Men have been entered in beauty pageants, and, of course, there are the controversial women's swim competition victories by Lia Thomas, a male.
The newest such case has developed in a decision by USA Today to name a man as one of its "Women of the Year."
The publication said its 2023 "Women of the Year" includes Leigh Finke, of Minnesota.
He's a biological man who portrays himself as a woman and is the first transgender in the Minnesota House of Representatives.
The report explained, "Finke is a biological man who transitioned to live as a woman in 2017. Finke’s politics aside, this is someone who has lived as a man for the majority of their adult life. This is an affront to other extraordinary Minnesota women. It didn’t take long to find some amazing women in Minnesota. Women worthy of note, perhaps even in a national publication."

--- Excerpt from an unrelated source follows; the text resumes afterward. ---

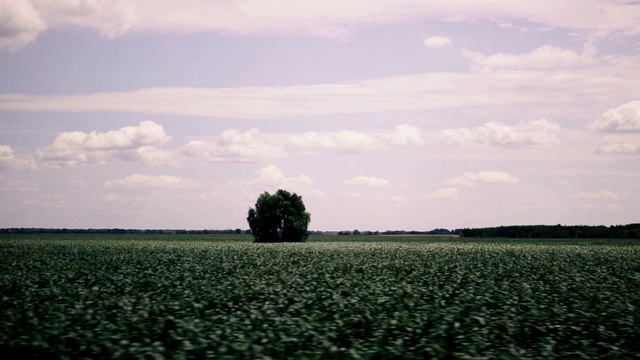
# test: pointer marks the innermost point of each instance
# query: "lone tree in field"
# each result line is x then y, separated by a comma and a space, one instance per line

Others on the USA Today list, women, included Nicole Mann, the first Native American woman in space, and 19-year-old Dasia Taylor of Iowa, who "invented an infection-detecting suture, then founded an inclusion-focused medical device company."
The report charged, "Minnesota boasts accomplished women in many fields; business, law, politics, health, and more. For USA Today to recognize a transgender woman, a biological man who lived well into his 30s as a man, and ignore any of these women listed, makes a mockery of male and female differences.
"It’s disheartening to see biological men continue to usurp women for their own recognition, stealing their limelight and kudos, just because it’s now seen as inclusive to allow biological men to take the place of women anywhere."